Императора Талтал в этом перечне не упоминает, и Ки Нян Ин отмечает это, чтобы обдумать после. Она непонимающе хмурится.
— Нас разведёт по разные стороны не ваше предательство и не ваши желания, — со вздохом повторяет Талтал однажды уже произнесённое, — а время. Не важно, насколько вы уверены в своих намерениях сейчас. Завтра всё изменится. В политике не бывает друзей и родичей, только союзники.
— Я подумаю над вашими словами, наставник, — впрочем, и так очевидно, что она с ними не согласна.
— Я должен присмотреть за вами, — помедлив, зачем-то добавляет Талтал, хотя всё между ними сказано и решено. — Во имя безопасности моего клана.
Канцлер великой империи Юань стоит у подножия трона: неизмеримо ближе к милости императора и благосклонности Небес, чем прочие придворные — на целых десять шагов — и свет путается в тёмной рыжине его волос. Впрочем, в этом зале, полном темноволосых голов, он всё равно пылает как факел.
Канцлер одет подчёркнуто скромно: в лиловое без золота и отделки, положенное ему по рангу. Он обращается к императору, но смотрит в лицо государыни, императрицы Ки. Они союзники, соратники, сообщники в преступлениях. Её ответный взгляд твёрд, глаза широко раскрыты — ни следа колебаний в них, разве что немного страдания на дне; разящий меч, стрела на тетиве, воин осаждённой крепости, а не женщина.

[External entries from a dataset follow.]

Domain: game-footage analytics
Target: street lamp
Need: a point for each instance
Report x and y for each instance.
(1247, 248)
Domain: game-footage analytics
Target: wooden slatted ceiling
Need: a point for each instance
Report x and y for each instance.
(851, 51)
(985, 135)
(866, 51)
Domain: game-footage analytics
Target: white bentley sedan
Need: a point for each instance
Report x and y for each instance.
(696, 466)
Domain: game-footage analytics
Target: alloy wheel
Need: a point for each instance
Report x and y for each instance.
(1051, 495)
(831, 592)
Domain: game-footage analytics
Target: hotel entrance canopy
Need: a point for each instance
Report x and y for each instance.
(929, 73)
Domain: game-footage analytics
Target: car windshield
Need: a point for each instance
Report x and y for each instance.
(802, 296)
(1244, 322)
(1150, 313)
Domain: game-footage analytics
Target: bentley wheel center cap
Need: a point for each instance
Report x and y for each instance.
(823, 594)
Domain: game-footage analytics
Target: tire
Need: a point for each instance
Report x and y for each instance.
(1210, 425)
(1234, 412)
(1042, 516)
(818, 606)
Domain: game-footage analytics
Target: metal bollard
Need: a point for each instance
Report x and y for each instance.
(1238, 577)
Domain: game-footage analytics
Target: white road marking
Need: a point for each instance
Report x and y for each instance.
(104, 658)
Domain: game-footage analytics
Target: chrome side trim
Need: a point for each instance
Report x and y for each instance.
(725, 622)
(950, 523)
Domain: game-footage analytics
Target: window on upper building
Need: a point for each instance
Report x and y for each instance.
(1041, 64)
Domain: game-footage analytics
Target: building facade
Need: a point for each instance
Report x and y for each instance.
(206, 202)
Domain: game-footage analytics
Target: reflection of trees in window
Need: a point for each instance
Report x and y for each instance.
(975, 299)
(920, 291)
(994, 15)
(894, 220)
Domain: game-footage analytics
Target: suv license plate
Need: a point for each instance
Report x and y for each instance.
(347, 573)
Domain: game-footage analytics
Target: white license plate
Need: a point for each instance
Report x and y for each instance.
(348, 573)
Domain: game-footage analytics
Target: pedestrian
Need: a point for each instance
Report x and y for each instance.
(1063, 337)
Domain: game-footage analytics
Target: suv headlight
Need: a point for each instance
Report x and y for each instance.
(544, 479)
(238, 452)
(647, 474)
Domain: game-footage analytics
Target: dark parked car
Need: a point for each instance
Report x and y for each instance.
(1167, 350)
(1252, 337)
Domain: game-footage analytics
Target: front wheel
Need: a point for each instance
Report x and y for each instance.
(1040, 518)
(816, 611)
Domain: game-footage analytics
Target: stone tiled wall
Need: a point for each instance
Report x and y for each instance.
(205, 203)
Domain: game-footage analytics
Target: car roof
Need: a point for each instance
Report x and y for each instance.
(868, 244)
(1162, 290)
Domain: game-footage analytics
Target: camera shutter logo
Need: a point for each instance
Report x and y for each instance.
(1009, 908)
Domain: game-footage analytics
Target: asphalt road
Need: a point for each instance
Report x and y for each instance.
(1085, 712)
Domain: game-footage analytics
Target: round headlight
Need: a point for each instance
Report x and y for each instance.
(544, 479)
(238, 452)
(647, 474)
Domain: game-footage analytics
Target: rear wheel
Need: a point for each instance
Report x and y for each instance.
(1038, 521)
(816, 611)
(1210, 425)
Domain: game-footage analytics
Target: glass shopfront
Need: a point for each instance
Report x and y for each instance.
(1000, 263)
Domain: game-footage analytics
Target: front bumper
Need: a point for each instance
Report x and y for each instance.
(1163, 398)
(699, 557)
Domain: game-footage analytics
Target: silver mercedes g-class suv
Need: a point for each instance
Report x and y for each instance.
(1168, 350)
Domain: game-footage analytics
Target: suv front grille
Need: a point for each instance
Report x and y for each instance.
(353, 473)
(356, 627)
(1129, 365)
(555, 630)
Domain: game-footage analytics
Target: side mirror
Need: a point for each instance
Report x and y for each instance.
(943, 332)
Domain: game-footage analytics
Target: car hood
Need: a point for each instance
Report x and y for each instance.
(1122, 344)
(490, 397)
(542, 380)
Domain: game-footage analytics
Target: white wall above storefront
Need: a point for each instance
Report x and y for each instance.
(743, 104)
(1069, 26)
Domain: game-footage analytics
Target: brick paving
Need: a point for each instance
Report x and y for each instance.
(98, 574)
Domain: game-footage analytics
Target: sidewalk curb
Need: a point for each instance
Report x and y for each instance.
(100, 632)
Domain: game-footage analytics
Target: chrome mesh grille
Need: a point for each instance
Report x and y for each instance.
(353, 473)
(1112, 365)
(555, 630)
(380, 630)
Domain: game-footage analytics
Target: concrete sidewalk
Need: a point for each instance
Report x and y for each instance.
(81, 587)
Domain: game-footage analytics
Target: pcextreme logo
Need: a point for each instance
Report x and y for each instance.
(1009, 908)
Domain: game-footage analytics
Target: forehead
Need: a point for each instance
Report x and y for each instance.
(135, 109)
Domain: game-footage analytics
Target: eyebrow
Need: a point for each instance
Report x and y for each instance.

За её плечом, в полумраке, невидимые более ни для кого, кроме убийц, прячутся окровавленные тени. Генерал и канцлер Байян, любимый дядя, тоже в лиловом и пурпуре, рассеянно вытирает кровь, вытекающую из раны в животе, оставленной широким, как мясницкий тесак, монгольским клинком. Скалится в лицо племяннику. Рядом Байян-Хутуг улыбается окровавленным ртом. Говорят, чтобы влить отраву низложенной императрице, пришлось силком разжимать ей зубы: она до последнего сражалась, как кошка.
Оба они смотрят на Талтала, и он читает вопрос в движении губ кузины: с каких это пор, на языке какого тайного шифра «во имя клана» стало означать «из любви».
Талтал выпрямляется, и призраки отступают.
Ему нечего их бояться.
Юань он всё ещё любит больше, чем императрицу Ки.